The above chart showing returns after a market bottom applies to everyone investing, not just those contributing to their Roth IRA or HSA. How do you know which account to contribute to, though? In this past article of FYI by FTE, I broke down when to consider contributing to Roth vs. pre-tax. Generally, if your combined marginal tax rate is under 25%, you may want to contribute to Roth; over 30%, pre-tax; and in-between is a gray area. The article “Should I Contribute to Roth Accounts?” has several more factors that should also be taken into consideration.

Tax-advantaged retirement accounts typically take priority over taxable accounts, but that doesn’t mean taxable accounts should be ignored altogether. They offer you valuable flexibility in retirement as they have no age restrictions on access and come with additional tax diversity.

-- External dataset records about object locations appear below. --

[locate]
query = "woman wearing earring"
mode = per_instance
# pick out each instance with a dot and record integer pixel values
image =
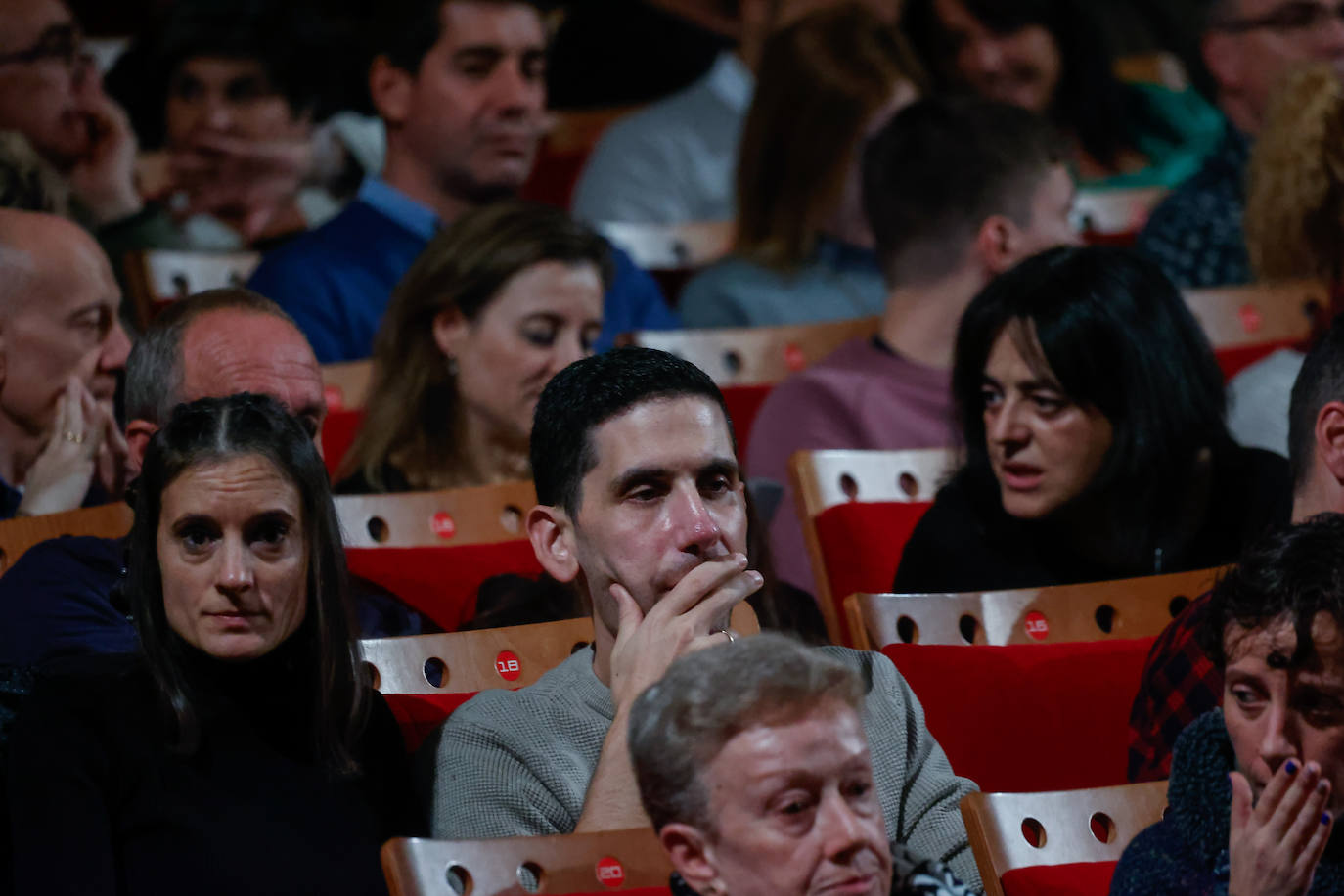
(481, 321)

8. Prepaid Future Expenses and 9. Low-Interest Debt

The current market downturn doesn’t really impact saving for future expenses, but it could impact your plan to pay off your low-interest debt. As Brian recently mentioned on the show, he is slowing down a bit on pre-paying his low-interest mortgage in this down market. It could be worth not prioritizing low-interest debt early when the market is so attractive, especially if you are under age 45.

What should I invest in?

Should the current market conditions cause you to completely rethink your investment strategy? Although tweaks here and there may be helpful, overall, your investment strategy should be good before a downturn, during a downturn, and after a downturn. Index funds consistently outperform actively managed funds, with about 90% or more of passive funds outperforming active funds over longer periods of time. For younger investors, low-cost index funds and target date index funds are worth considering in your investment allocation. If you’ve reached the point where a more personalized portfolio makes sense, and feel like your portfolio can be more optimized to your specific situation, don’t be afraid to reach out to a professional.

Nobody likes when the market is down, especially when it’s down for multiple months. Bear markets are a normal but fortunately uncommon part of the investing journey. It can be tempting to try something new when it feels like investing isn’t working like it used to, but staying the course is most often the right decision.